Re: Add the ability to limit the amount of memory that can be allocated to backends.

From: Tomas Vondra <tomas(dot)vondra(at)enterprisedb(dot)com>
To: reid(dot)thompson(at)crunchydata(dot)com, Arne Roland <A(dot)Roland(at)index(dot)de>, Andres Freund <andres(at)anarazel(dot)de>
Cc: vignesh C <vignesh21(at)gmail(dot)com>, "pgsql-hackers(at)lists(dot)postgresql(dot)org" <pgsql-hackers(at)lists(dot)postgresql(dot)org>, Justin Pryzby <pryzby(at)telsasoft(dot)com>, Ibrar Ahmed <ibrar(dot)ahmad(at)gmail(dot)com>, "stephen(dot)frost" <stephen(dot)frost(at)crunchydata(dot)com>
Subject: Re: Add the ability to limit the amount of memory that can be allocated to backends.
Date: 2023-12-26 21:52:06
Message-ID: 4fb99fb7-8a6a-2828-dd77-e2f1d75c7dd0@enterprisedb.com
Views: Raw Message | Whole Thread | Download mbox | Resend email
Thread:
Lists: pgsql-hackers

Hi,

I wanted to take a look at the patch, and I noticed it's broken since
3d51cb5197 renamed a couple pgstat functions in August. I plan to maybe
do some benchmarks etc. preferably on current master, so here's a
version fixing that minor bitrot.

As for the patch, I only skimmed through the thread so far, to get some
idea of what the approach and goals are, etc. I didn't look at the code
yet, so can't comment on that.

However, at pgconf.eu a couple week ago I had quite a few discussions
about such "backend memory limit" could/should work in principle, and
I've been thinking about ways to implement this. So let me share some
thoughts about how this patch aligns with that ...
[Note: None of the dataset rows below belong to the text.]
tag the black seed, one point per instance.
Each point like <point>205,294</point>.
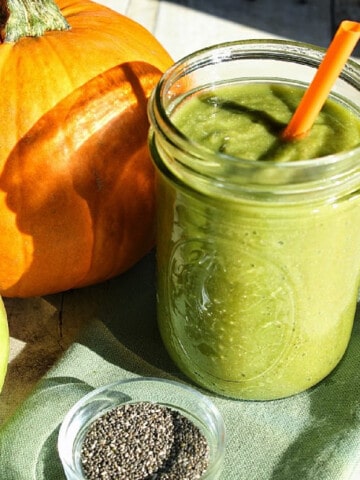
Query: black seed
<point>144,441</point>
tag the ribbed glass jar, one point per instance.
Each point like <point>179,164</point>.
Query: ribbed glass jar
<point>258,261</point>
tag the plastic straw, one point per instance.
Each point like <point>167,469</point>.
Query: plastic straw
<point>339,51</point>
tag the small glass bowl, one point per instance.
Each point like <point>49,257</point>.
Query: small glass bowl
<point>176,396</point>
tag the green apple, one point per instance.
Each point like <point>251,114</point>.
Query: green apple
<point>4,343</point>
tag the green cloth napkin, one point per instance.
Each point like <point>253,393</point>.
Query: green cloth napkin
<point>311,436</point>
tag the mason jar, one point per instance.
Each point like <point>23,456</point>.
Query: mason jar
<point>257,261</point>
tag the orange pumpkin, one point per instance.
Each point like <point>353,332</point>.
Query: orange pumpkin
<point>76,181</point>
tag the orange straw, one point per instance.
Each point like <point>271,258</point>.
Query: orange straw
<point>315,96</point>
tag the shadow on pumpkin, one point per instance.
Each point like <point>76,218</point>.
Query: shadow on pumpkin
<point>81,184</point>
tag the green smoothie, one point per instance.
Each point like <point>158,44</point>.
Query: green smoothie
<point>246,121</point>
<point>257,296</point>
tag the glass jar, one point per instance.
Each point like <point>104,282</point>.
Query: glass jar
<point>257,261</point>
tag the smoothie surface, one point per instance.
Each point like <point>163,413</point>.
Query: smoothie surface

(FWIW it's not my intent to hijack or derail this patch in any way, but
there's a couple things I think we should do differently.)

I'm 100% on board with having a memory limit "above" work_mem. It's
really annoying that we have no way to restrict the amount of memory a
backend can allocate for complex queries, etc.

But I find it a bit strange that we aim to introduce a "global" memory
limit for all backends combined first. I'm not against having that too,
but it's not the feature I usually wish to have. I need some protection
against runaway backends, that happen to allocate a lot memory.

Similarly, I'd like to be able to have different limits depending on
what the backend does - a backend doing OLAP may naturally need more
memory, while a backend doing OLTP may have a much tighter limit.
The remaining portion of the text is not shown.